23 Nisan 2014 Çarşamba

kutup macerası

Kıyıda köşede kalmış filmlerden bahsetmiştim hatırlarsanız. Adı fazla duyulmamış, fakat iyi filmlerden. Bu da onlardan biri.
Sevginin, sadakatin, vefanın, fedakârlığın ve dayanışmanın ne demek olduğunu Antartika’nın karlarla kaplı doğasını fon alarak anlatan filmde köpeklerin performansı o kadar öne çıkıyor ki, diğer oyuncular (yani insanlar) âdeta figüranlaşıyor.
Ticarî, bilimsel yada başka bir saikle kutup bölgesine yolu düşenlere rehberlik, gerektiğinde yardım etmekle görevli bir ekip, büyük bir fırtınanın yaklaşmakta olduğu haberini alır.
Mevsimin kışa dönmesini de dikkate alarak bulundukları binayı tahliyeye hazırlanırlarken, hesaplamalarına göre bilmem kaç milyon yıl önce o civara düşen bir göktaşının kalıntılarını bulmak üzere bir araştırmacı çıkagelir.
Birkaç ay sonra katılacağı bir konferansa sunacağı tebliğ için hayatî öneme sahip bu kalıntıları toplama şansını, hem de ta oralara kadar gelmişken kaçırmak istememektedir. Bir tek günün kendisi için yeterli olacağını söylemesi üzerine, kendisine yardım etmeye karar verirler.
Dönüş yolunda tutuldukları fırtınadan da, başlarına gelen yol kazasından da selametle çıkmalarını sağlayan köpekler, bu noktadan itibaren yavaş yavaş filme damgasını vurmaya başlıyor.
Derken, ufukta ikinci ve daha büyük bir fırtına belirir. Merkez binanın tahliyesi için gönderilen helikoptere bütün ekibin sığmayacağı anlaşılınca "ilk fırsatta döneceğiz" sözü verilen köpekler kaderleriyle başbaşa bırakılır.
Köpeklerin aylar süren hayatta kalma mücadelesini ve sergiledikleri dayanışmayı sessiz sinema tadında anlatan bu bölüm, bana göre filmin asıl seyredilmesi gereken kısmını oluşturuyor. Neyse ki kısa tutulmamış.

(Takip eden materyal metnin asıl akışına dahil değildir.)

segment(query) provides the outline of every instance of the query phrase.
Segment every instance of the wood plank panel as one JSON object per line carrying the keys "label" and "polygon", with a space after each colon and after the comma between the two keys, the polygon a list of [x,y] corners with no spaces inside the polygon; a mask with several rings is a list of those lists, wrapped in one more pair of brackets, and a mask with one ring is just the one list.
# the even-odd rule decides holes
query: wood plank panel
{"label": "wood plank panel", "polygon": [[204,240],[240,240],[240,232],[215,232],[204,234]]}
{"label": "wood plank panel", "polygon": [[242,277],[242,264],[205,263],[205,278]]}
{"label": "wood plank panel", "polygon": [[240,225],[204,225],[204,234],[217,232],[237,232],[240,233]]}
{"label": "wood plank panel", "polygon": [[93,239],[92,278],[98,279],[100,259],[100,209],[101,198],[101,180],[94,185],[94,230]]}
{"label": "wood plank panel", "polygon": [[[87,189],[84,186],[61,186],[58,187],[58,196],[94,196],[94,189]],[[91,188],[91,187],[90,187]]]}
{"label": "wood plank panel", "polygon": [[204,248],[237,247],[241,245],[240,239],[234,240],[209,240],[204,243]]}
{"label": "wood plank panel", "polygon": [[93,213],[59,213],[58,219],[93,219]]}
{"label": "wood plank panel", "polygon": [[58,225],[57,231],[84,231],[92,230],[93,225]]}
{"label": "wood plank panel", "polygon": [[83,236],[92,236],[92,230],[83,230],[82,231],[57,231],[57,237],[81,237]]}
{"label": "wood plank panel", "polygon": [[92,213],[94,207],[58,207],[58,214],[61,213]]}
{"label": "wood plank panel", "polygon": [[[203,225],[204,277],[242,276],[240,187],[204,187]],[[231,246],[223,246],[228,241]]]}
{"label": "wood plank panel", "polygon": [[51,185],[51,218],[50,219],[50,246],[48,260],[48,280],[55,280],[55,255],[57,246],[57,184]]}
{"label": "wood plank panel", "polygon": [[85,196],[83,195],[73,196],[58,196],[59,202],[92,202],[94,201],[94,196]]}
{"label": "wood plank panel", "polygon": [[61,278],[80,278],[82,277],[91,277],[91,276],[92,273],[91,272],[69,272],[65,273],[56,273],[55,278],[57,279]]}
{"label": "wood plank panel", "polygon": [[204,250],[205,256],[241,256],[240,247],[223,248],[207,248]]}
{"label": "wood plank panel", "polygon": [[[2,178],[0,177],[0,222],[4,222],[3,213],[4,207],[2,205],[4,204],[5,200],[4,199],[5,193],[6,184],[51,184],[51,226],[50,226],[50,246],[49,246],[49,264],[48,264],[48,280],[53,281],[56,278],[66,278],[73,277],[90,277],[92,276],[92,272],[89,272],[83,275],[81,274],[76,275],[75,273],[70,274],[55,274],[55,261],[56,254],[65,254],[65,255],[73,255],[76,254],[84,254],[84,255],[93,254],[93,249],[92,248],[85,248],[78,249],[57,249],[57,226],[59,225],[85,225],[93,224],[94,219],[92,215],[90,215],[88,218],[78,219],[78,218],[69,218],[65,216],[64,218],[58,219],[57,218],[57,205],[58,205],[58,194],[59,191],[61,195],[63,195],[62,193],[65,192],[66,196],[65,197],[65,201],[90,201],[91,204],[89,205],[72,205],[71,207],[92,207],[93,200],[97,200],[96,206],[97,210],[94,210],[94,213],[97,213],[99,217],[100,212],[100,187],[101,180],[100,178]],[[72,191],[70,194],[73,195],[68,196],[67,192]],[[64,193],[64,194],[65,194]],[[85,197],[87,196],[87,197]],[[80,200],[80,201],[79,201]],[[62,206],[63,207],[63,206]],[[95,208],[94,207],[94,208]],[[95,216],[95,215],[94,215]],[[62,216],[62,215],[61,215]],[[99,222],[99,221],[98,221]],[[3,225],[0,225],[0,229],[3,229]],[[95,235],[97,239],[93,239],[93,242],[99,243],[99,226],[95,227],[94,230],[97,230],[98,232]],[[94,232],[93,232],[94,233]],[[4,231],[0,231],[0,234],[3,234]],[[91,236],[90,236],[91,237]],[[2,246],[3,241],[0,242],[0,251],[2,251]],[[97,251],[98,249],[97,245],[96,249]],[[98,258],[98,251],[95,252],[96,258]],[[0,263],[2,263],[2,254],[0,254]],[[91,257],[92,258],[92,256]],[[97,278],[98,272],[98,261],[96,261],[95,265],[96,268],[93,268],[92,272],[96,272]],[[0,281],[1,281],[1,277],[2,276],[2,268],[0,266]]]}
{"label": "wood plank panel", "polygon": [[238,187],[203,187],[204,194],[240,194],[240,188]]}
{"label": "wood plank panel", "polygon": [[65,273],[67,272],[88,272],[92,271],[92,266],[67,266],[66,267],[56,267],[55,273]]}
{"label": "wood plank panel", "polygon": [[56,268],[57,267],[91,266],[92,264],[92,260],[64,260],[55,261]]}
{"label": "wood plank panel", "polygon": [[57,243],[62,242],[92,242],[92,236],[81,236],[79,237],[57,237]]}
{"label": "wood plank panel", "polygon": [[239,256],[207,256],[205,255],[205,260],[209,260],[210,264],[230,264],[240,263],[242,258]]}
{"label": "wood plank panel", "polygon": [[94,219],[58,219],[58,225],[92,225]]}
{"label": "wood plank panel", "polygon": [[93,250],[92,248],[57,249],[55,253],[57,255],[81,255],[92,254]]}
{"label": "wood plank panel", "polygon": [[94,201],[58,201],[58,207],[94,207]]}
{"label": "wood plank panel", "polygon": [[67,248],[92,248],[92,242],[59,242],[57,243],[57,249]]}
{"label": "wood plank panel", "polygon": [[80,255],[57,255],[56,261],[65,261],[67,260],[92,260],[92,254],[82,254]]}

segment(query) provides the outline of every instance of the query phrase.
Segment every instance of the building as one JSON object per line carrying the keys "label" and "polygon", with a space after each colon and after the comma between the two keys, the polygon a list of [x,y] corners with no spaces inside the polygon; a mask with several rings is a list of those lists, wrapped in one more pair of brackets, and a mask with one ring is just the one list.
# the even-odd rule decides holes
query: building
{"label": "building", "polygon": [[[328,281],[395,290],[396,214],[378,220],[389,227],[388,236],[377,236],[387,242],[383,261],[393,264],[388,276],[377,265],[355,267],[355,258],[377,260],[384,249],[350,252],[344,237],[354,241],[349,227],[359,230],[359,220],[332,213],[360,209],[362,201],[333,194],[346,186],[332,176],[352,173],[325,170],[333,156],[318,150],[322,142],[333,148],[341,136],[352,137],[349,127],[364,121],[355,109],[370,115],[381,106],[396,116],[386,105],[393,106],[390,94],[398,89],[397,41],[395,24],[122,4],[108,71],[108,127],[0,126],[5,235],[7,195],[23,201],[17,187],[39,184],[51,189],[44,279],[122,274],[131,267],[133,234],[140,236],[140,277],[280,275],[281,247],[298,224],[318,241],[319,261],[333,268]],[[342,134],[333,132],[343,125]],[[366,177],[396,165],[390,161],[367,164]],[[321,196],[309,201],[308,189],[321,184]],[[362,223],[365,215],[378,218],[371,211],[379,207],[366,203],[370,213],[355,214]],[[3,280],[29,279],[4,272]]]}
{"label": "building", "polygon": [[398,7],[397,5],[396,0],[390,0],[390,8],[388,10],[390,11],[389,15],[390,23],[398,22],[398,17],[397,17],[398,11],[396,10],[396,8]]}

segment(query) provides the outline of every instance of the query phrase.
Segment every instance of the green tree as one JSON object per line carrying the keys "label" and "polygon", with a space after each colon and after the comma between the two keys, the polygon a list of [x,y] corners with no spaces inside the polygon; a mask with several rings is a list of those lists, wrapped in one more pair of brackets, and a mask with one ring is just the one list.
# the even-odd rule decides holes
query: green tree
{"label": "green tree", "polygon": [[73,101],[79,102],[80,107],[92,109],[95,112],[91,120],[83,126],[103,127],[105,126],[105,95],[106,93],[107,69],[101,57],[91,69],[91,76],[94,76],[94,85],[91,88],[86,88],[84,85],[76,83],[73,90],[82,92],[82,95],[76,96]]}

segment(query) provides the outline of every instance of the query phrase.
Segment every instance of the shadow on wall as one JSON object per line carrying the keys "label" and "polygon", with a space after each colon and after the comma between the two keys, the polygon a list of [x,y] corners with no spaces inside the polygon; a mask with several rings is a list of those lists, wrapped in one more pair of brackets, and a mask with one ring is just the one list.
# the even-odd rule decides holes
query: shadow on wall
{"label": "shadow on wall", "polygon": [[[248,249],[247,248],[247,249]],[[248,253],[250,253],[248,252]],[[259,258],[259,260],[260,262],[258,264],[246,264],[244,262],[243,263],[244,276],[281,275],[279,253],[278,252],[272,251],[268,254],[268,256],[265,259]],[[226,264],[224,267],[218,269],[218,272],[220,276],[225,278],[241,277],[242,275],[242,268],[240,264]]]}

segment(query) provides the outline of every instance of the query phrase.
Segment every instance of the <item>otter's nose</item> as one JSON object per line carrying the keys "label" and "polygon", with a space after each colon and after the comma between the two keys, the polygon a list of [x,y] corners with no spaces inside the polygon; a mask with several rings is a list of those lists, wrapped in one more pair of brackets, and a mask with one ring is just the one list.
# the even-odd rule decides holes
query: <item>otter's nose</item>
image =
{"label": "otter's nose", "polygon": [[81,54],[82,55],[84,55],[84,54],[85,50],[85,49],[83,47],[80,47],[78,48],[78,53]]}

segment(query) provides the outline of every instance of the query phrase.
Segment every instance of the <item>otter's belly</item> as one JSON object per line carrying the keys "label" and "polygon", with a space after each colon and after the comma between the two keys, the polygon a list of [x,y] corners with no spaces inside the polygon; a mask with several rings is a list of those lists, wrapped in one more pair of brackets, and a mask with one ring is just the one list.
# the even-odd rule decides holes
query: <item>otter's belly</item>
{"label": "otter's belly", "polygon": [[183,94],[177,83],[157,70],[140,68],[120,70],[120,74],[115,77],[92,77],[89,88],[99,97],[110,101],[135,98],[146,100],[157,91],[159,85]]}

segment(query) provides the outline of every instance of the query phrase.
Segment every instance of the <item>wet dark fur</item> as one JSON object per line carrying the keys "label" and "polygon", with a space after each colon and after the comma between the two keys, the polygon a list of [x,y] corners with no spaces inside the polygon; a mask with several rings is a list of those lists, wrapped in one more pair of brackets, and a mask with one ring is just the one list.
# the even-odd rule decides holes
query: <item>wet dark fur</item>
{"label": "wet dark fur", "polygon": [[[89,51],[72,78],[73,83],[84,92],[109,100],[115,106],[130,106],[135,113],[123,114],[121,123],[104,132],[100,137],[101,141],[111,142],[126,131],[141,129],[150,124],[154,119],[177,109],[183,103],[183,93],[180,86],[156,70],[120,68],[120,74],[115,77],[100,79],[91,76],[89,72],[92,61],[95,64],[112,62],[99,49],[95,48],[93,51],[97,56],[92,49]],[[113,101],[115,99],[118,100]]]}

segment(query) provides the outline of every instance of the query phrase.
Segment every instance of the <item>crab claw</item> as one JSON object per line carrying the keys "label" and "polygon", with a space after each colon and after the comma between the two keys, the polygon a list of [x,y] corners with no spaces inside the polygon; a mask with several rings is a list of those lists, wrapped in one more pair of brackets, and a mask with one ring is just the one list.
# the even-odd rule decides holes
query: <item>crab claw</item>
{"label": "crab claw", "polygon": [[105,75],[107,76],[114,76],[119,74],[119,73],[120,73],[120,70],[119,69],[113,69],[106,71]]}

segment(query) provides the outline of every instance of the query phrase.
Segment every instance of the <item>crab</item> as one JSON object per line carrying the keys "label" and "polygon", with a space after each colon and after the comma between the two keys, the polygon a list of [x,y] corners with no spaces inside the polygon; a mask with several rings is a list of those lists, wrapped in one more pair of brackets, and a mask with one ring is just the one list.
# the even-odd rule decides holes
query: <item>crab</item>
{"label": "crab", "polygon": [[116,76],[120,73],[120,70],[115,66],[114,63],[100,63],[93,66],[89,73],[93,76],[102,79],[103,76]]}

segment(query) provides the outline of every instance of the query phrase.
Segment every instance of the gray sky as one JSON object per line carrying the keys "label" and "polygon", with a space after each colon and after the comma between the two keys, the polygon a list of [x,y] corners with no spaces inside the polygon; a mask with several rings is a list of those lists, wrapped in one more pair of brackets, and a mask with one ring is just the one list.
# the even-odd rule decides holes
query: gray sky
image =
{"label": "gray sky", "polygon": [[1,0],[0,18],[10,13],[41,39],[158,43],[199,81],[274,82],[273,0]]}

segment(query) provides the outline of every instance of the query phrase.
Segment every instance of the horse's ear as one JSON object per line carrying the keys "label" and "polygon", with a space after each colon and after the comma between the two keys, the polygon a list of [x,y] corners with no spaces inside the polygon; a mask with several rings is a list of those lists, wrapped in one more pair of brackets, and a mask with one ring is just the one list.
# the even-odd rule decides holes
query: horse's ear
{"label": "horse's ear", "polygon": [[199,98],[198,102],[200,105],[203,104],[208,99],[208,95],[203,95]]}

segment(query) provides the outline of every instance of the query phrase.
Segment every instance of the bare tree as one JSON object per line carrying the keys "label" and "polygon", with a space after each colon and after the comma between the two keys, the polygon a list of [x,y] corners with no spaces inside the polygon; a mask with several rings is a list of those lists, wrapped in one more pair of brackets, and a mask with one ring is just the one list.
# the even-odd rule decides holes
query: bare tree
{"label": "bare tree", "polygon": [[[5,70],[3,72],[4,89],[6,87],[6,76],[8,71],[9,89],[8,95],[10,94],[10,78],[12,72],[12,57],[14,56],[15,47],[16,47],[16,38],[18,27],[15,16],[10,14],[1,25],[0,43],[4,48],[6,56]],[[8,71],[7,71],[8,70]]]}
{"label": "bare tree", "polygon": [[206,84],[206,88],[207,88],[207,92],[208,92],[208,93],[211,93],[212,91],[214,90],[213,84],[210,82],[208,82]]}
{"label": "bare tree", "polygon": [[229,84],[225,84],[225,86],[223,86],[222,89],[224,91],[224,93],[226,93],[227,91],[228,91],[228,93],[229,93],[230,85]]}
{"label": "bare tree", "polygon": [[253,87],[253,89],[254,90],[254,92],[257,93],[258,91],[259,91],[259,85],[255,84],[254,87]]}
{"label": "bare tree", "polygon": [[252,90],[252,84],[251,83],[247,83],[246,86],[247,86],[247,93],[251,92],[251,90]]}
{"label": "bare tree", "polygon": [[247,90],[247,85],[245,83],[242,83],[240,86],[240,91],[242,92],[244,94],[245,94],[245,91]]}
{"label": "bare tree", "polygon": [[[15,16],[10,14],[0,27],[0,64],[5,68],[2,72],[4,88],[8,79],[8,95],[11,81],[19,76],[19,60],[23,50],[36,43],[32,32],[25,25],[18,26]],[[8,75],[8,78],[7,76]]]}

Oyuncularla ilgili iki küçük notla bitireyim: Bayan oyuncuyu (Moon Bloodgood) Angelina Jolie’ye benzettim, hatta ilk başta o sandım.
Kutup rehberi ve köpek terbiyecisi rolündeki Paul Walker ise, geçirdiği bir kaza sonucu çok yakın bir tarihte (Kasım 2013) hayatını kaybetmiş. 2006 yapımı olmasına rağmen, bu filmin son dönemde sık sık yayınlanmasının sebebi bu olsa gerek. Öyle çok tekrarlandı ki bu sayede ben de izledim; beğenerek, hem de birkaç defa!...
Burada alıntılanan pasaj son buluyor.